My collaboration with Ed Waymire at Ole Miss flourished because of his dedication and clarity for mathematical applications in sciences. The nurturing environment was pivotal that administrators like Karl Brenkert, Allie Smith, and Pete Wagner created. We greatly appreciated Steve Mock of the Army Research Office for funding our unconventional ideas. My rude awakening to the “real world” occurred after joining the University of Colorado in 1989. But I was very fortunate to expand my research opportunities while facing ever growing challenges, locally.
I acknowledge all of my national and international collaborators from hydrology, engineering, physics, geophysics, statistics, geomorphology, fluid mechanics, meteorology, and ecology, who became an integral part of a highly interdisciplinary multiscale research agenda. Many outstanding students, from Oscar Mesa to Ricardo Mantilla, representing different disciplines became the backbone of my research.
In 1984, the sudden elimination of the National Science Foundation’s [NSF] hydrology and hydraulics grants program from the Engineering Directorate was a major setback, which fueled my persistent community service efforts. I acknowledge the team effort from Pete Eagleson (Massachusetts Institute of Technology) for his leadership, Marshall Moss (U.S. Geological Survey), Ignacio Rodriguez-Iturbe (Princeton University), and others who brought about a new hydrology grants program in the Geoscience Directorate. I especially recognize Doug James (NSF), and numerous colleagues, whose wisdom and hard work contributed to our collective efforts on “Water, Earth, Biota” to guide this program.

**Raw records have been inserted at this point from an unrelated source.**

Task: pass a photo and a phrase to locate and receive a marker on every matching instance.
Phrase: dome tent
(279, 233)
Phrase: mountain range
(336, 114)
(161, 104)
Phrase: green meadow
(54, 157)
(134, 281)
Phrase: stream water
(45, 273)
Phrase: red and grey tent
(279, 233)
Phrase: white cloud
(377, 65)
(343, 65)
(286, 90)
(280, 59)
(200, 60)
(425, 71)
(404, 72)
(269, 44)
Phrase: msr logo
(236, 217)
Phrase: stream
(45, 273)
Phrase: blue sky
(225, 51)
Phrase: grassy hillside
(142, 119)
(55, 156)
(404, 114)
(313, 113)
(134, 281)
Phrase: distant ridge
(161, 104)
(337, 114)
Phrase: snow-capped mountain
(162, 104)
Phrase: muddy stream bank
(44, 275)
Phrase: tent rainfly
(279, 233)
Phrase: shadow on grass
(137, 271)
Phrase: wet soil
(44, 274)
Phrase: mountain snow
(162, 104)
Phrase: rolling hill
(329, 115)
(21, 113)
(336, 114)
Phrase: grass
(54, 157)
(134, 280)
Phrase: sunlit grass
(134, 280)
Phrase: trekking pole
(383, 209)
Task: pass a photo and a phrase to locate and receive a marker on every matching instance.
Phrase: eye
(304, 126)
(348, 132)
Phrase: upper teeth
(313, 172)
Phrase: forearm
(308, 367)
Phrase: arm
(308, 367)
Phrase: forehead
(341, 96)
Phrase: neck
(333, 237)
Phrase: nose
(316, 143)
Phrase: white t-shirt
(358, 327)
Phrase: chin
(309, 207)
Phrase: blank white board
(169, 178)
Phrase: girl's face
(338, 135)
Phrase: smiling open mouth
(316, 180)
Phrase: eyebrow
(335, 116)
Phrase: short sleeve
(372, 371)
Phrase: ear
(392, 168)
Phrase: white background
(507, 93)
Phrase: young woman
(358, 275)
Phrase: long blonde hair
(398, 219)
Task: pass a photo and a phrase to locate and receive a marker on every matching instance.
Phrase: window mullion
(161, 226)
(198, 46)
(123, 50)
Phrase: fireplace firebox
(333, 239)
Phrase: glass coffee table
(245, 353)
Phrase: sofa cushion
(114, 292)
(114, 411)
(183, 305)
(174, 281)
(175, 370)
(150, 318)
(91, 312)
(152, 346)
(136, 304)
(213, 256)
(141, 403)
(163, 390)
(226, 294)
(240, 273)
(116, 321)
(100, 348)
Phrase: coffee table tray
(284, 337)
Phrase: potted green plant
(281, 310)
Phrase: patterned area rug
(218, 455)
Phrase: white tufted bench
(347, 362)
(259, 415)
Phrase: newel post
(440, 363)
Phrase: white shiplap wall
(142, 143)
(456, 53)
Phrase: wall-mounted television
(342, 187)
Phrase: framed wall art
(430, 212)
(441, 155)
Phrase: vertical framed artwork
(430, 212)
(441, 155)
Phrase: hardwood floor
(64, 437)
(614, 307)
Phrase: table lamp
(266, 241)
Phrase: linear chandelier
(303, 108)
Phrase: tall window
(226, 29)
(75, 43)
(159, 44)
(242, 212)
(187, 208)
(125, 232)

My next frontier is to develop a unified theory that views “life” as the basic link between “geophysiology” and “consciousness.” As water is essential to life, the global water cycle is the key to understanding environmental self-regulation. I grasped the profound connection between consciousness and life after years of guidance from a contemporary Indian philosopher, Tatvagyani Vethathiri. I have no words to give him due reverence.
I am privileged to inherit the legacy of my father, a hydraulics research engineer, and my love for mathematics from my mother, which made this journey possible.
My gratitude to my wife, Indira, is unmatched for being who she is.